Kedaman - Shall we continue...?
Quote:
Consciousness is axiomatic, and thus a substance of reality, and within it you experience information, every single bit that tells you something about experiences, visions, ideas, dreams, things that you can comprehend. Now this is also axiomatic. You also feel that you are making decisions, and thus you create information. The information you create is persistent, it doesn't change, and Idea is an idea. You experience discovering of "new information" which means that there is information out there, which you weren't conscious about earlier, this we call unconscious information. You experience forgetting and recalling - This is information that travels between consciousness and unconsciousness, like you are pulling up a rope from water, or as interconnected information resembles a network, we can have the analogy of a fisher pulling up a net from the sea.

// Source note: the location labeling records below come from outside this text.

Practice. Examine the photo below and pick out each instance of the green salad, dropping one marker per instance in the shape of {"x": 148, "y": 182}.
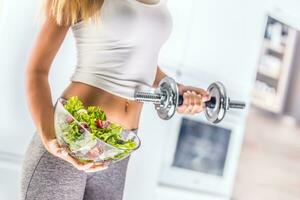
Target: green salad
{"x": 93, "y": 119}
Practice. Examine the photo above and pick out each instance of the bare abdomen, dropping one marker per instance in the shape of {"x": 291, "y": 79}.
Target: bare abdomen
{"x": 119, "y": 110}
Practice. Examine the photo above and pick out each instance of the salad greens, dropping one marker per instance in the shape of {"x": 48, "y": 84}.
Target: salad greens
{"x": 93, "y": 119}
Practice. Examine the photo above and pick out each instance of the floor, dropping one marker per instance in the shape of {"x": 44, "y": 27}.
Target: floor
{"x": 269, "y": 167}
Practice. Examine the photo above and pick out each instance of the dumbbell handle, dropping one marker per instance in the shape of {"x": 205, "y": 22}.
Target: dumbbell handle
{"x": 212, "y": 103}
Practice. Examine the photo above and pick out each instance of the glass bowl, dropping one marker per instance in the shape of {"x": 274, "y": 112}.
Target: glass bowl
{"x": 87, "y": 148}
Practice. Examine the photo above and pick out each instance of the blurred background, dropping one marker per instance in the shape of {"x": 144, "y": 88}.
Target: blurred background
{"x": 250, "y": 46}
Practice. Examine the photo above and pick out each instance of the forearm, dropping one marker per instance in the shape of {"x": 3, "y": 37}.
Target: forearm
{"x": 38, "y": 96}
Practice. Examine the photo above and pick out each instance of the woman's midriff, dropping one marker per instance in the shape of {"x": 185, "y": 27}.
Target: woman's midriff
{"x": 119, "y": 110}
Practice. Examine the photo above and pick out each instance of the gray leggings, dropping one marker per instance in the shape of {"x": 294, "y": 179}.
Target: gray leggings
{"x": 45, "y": 176}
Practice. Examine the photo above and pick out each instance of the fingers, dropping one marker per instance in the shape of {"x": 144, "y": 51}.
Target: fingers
{"x": 192, "y": 103}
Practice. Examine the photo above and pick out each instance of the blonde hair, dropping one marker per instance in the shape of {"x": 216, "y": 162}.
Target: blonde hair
{"x": 69, "y": 12}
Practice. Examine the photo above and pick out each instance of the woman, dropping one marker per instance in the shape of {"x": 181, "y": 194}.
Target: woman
{"x": 118, "y": 42}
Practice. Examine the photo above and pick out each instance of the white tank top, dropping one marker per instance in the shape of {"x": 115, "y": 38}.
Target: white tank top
{"x": 120, "y": 52}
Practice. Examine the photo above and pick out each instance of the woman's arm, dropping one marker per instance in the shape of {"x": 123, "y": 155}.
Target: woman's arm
{"x": 38, "y": 93}
{"x": 194, "y": 98}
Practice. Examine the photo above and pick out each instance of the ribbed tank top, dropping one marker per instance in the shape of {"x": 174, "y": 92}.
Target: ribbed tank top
{"x": 120, "y": 52}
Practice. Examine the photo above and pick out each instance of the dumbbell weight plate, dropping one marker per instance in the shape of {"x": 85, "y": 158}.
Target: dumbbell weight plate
{"x": 216, "y": 113}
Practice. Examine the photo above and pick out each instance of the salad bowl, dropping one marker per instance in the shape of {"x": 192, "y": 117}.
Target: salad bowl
{"x": 86, "y": 134}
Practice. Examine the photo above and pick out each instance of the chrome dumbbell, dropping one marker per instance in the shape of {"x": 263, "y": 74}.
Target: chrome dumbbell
{"x": 166, "y": 99}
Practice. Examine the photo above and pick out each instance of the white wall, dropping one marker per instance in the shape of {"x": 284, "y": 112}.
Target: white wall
{"x": 222, "y": 39}
{"x": 18, "y": 27}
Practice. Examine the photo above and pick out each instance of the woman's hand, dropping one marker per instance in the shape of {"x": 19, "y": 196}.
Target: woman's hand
{"x": 54, "y": 148}
{"x": 193, "y": 99}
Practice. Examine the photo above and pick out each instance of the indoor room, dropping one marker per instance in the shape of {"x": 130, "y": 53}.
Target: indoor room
{"x": 244, "y": 144}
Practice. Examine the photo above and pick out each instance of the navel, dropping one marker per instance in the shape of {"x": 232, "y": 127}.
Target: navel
{"x": 126, "y": 105}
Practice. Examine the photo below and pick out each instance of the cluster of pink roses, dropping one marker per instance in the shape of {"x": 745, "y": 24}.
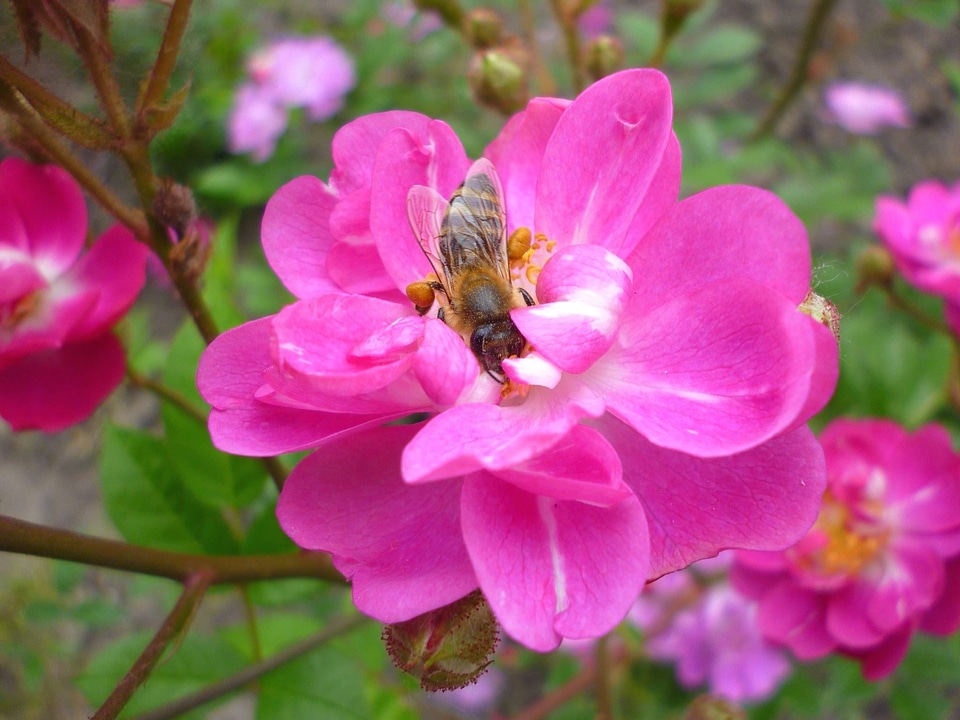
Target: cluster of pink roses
{"x": 657, "y": 418}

This all will explain what you haven't earlier been able to with mecanics: the connection between you and your observations - fundamentally. All your observations are links into an unconscious sea of information, and travelling the sea pulling up the net makes you discover new things. Mechanics will become part of the net, persistent information deep into the sea that is so automated because of lack of questioning of its purpose, the mechanics deep into the sea is locked heavily into position by the mass of unconscious information that is depending on it.
I promised I would come back to this point and now, I am ready...
I agree with what you ar saying up until this point: "You also feel that you are making decisions, and thus you create information."
I do not think that making decisions creates information. Making decisions can select and arrange information but not create it from scratch (or at least, I don't see how).
I would also distinguish between information that is in you sub-consiousness and information that has never entered your consiousness (and is therefore not in your sub-consiousness either).
I believe that distinction is necessary to both explain the phenomenon of forgetting/recalling information and the phenomenon of discovering new information.